Trevor Raab, Interdimensional, 2015

With a background in street photography, Trevor Raab was accustomed to capturing fleeting moments during his walks around Rochester, New York. Playing GTA V Online with his brother introduced him to a new sense of place and virtual space. Intrigued by the game’s possibilities and its relationship to physical reality, Raab began pointing his camera at the game screen instead of using screenshots, seamlessly continuing his exploration from the streets of Rochester to those of Los Santos.

Both the selection of images that makes the publication Interdimensional and the printed format align strongly with the tradition of street photography and an examination of a place, its lived spaces and infrastructures. Reminiscent of Stephen Shore’s Uncommon Places, Raab’s Interdimensional paints an eerie portrait of Los Santos and Blaine County. The photographer focuses his camera on desolate urban landscapes and places of ambiguous personal importance: the shadow of a plant being cast on a carpet floor, two cut tree trunks on the side of the street 'looking' in opposite directions, a liquor store with a sign lighting up at sunset.

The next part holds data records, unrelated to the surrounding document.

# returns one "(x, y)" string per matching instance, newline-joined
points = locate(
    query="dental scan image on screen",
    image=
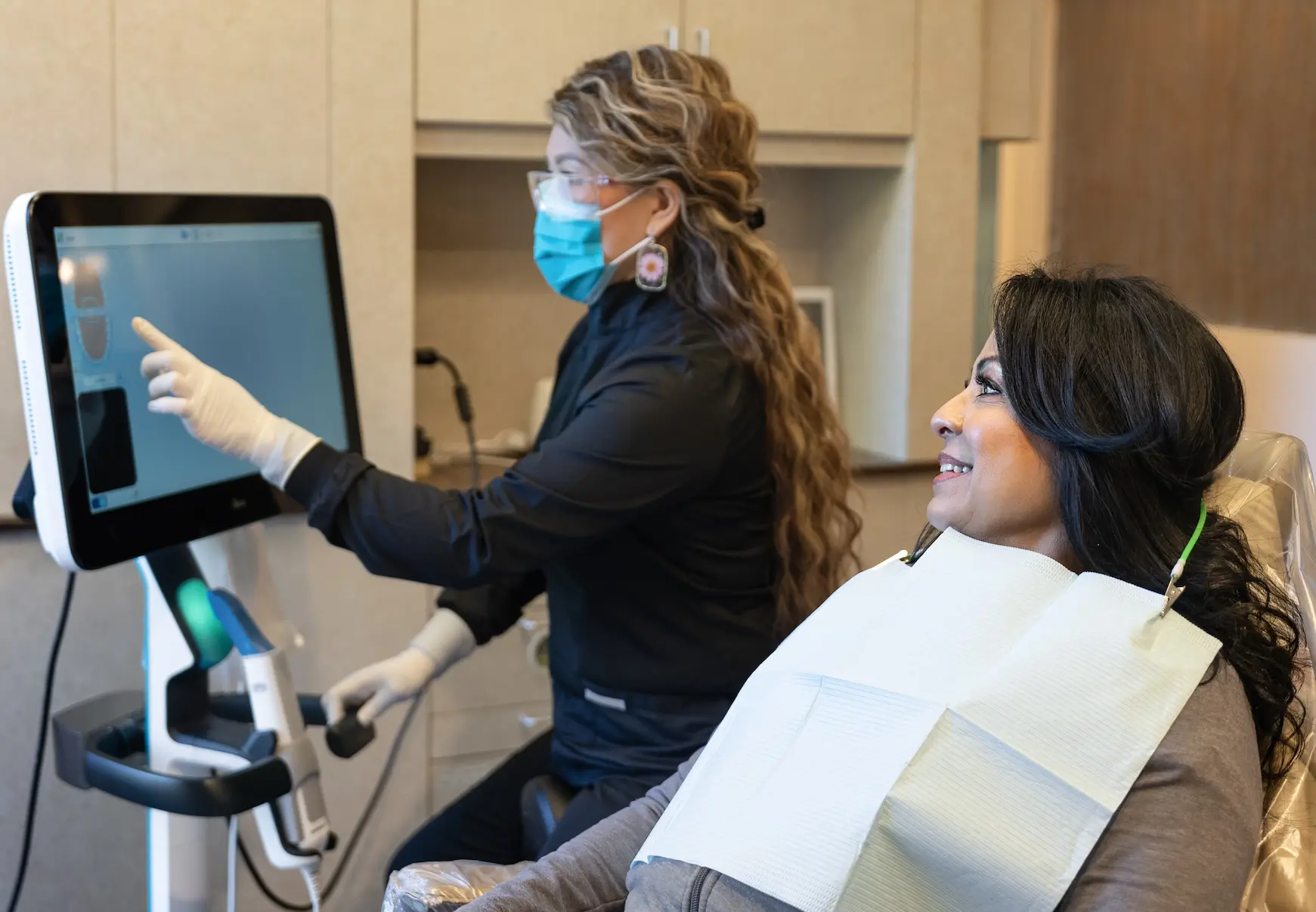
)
(250, 300)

These moments and scenes, which lie at the margins of the main gameplay and are secondary details in the game’s open world, become the centre of the attention of the photographer. Moving from the wide natural landscapes to the urban scenes, and from the major landmarks to the minor spaces of everyday life, Raab captures an emotional space that extends the navigation of the physical world to the virtual environment. A sense of melancholy and loneliness is accompanied by an intimate scrutiny that guides the viewer to a personal lived experience through the paths across the game screen.

Through Raab’s shots, the game ceases to be a mere digital entertainment experience and becomes a parallel 'inter-dimension' that extends the physical world into a liminal space. Here, as mundane small and personal moments and locations are extracted through the photographic series, an ambiguous sense of place emerges, which slightly shakes the viewer’s sense of reality and even belonging.